The Washington PostDemocracy Dies in Darkness

Opinion It’s a good bet Trump pardons his felon allies. Here’s when that’s most likely.

President Trump outside the White House on Tuesday. (Jabin Botsford/The Washington Post)

The future isn’t promised, but it is a good bet that three felons and close allies of President Trump — Roger Stone (found guilty of obstruction of a congressional investigation, witness tampering and lying to Congress), Paul Manafort (serving a prison sentence for tax evasion and bank fraud) and Michael Flynn (pleaded guilty to lying to the FBI) — will be granted executive clemency. The only question is when.

It might be a tad bit premature for Manafort to start humming “I’ll Be Home for Christmas.” But he will be there next year.

To be sure, Trump could free his friends before voters cast their ballots in 2020. But that’s politically risky, as President Gerald Ford’s 1976 defeat can attest.
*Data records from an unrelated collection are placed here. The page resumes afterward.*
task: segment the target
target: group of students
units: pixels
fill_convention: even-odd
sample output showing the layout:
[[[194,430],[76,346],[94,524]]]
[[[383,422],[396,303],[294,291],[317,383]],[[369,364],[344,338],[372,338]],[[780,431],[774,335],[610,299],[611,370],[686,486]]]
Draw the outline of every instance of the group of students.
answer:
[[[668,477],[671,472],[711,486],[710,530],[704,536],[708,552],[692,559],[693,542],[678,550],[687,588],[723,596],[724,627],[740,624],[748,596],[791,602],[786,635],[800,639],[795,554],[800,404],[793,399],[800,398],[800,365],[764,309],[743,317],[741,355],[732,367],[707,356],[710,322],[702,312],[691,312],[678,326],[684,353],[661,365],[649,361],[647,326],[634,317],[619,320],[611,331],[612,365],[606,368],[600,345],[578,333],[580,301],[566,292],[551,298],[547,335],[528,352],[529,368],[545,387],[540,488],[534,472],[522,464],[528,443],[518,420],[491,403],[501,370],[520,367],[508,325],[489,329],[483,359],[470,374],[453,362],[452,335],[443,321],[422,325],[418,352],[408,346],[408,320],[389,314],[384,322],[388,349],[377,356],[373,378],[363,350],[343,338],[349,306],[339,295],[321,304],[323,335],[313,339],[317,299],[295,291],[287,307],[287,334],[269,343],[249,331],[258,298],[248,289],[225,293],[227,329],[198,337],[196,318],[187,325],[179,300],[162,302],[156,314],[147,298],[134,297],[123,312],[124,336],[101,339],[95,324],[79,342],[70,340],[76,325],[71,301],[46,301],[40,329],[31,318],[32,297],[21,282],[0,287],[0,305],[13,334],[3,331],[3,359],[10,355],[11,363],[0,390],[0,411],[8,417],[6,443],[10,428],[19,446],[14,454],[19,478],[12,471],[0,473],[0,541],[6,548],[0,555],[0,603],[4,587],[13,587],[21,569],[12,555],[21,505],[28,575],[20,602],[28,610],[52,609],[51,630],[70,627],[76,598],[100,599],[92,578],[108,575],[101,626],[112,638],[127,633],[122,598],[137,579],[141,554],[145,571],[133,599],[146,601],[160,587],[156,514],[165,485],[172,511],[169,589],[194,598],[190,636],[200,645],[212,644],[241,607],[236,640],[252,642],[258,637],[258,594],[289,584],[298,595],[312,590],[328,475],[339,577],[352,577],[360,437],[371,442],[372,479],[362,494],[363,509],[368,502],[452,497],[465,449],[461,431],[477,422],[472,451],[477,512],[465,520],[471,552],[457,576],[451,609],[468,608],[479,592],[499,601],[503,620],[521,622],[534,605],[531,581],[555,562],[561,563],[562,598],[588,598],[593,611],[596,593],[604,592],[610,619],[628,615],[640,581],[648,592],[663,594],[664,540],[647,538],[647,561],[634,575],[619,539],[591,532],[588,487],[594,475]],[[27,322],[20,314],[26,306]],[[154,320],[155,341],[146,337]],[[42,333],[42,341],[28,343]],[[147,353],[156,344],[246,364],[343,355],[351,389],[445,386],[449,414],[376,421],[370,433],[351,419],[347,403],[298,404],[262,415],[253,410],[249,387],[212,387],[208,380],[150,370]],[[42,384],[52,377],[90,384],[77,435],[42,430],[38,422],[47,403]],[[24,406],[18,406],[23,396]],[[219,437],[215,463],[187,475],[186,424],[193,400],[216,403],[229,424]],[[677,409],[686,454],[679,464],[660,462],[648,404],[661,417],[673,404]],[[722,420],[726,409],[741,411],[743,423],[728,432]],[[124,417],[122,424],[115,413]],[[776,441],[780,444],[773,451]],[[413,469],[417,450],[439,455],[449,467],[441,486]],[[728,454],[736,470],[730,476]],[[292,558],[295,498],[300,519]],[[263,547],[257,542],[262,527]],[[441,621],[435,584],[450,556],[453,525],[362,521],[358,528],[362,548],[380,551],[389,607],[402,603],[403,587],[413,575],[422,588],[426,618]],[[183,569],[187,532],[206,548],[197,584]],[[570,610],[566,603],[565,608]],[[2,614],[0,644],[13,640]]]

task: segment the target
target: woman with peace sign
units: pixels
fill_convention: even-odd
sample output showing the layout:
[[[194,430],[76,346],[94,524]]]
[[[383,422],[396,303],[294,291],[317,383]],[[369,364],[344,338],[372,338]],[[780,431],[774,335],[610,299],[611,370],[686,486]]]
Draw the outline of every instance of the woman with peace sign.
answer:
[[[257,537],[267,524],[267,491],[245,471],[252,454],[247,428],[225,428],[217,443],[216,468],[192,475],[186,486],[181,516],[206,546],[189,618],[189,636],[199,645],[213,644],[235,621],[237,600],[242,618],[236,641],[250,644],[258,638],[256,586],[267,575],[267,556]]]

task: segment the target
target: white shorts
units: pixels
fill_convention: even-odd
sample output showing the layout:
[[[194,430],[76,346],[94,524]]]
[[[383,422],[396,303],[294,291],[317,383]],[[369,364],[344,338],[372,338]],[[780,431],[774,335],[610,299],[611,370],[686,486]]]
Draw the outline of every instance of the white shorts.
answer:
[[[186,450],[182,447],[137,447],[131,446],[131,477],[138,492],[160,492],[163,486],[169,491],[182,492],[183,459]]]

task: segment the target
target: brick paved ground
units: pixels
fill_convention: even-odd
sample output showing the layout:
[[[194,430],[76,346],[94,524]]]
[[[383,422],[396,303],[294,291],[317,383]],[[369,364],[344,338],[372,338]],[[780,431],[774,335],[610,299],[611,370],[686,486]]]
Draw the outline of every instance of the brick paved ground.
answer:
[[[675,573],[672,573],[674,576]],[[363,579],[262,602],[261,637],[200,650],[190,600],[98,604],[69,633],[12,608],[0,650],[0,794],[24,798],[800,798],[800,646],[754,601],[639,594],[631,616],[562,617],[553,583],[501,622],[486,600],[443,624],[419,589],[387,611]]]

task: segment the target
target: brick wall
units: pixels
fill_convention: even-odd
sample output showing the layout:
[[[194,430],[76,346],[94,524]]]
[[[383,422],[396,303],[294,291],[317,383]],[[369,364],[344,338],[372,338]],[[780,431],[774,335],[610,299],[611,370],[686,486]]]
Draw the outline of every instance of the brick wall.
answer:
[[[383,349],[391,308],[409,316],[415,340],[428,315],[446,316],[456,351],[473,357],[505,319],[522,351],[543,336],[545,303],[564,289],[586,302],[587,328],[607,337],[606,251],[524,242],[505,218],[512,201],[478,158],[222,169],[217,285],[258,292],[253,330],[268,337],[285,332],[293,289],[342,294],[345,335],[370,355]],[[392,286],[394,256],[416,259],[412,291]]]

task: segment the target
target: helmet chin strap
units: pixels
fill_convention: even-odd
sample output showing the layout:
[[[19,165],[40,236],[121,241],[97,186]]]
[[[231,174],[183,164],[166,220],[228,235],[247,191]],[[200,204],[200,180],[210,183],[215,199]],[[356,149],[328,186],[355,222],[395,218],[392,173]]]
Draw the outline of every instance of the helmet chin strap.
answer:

His approval rating dropped more than 30 points after he pardoned Richard M. Nixon.

Trump’s safest course of action would be to wait to do the dirty deed until after Election Day, Nov. 3, 2020. Trump’s impulsiveness, however, is a wild card.

The impeachment inquiry into President Trump has exposed troubling cracks in the political system. (Video: The Washington Post, Photo: Danielle Kunitz/The Washington Post)

Impeached or not, Trump can still grant pardons without fear of a citizens’ revolt — once the polls close. Even if the voters serve him with an eviction, Trump can still cut his boys loose, provided he acts before turning off the lights in the Oval Office.

The Stone, Manafort and Flynn prediction is offered with confidence because of Trump’s demonstrated disregard for the integrity of the criminal-justice system.

That disdain was on display in his recent chiseling of the military judicial process. Against the advice of experienced, respected leaders in the Pentagon, Trump intervened in three cases involving war-crimes accusations, overturning decisions of military juries and issuing full pardons to two soldiers convicted of war crimes, as well as reversing disciplinary action against a third service member, Chief Petty Officer Edward Gallagher, a Navy SEAL.

For good measure, Trump also tweeted that the firing of Navy Secretary Richard Spencer was due to the Navy’s handling of Gallagher’s case, when in truth Spencer’s dismissal had more to do with his reaction to Trump’s irresponsible interference in Gallagher’s punishment.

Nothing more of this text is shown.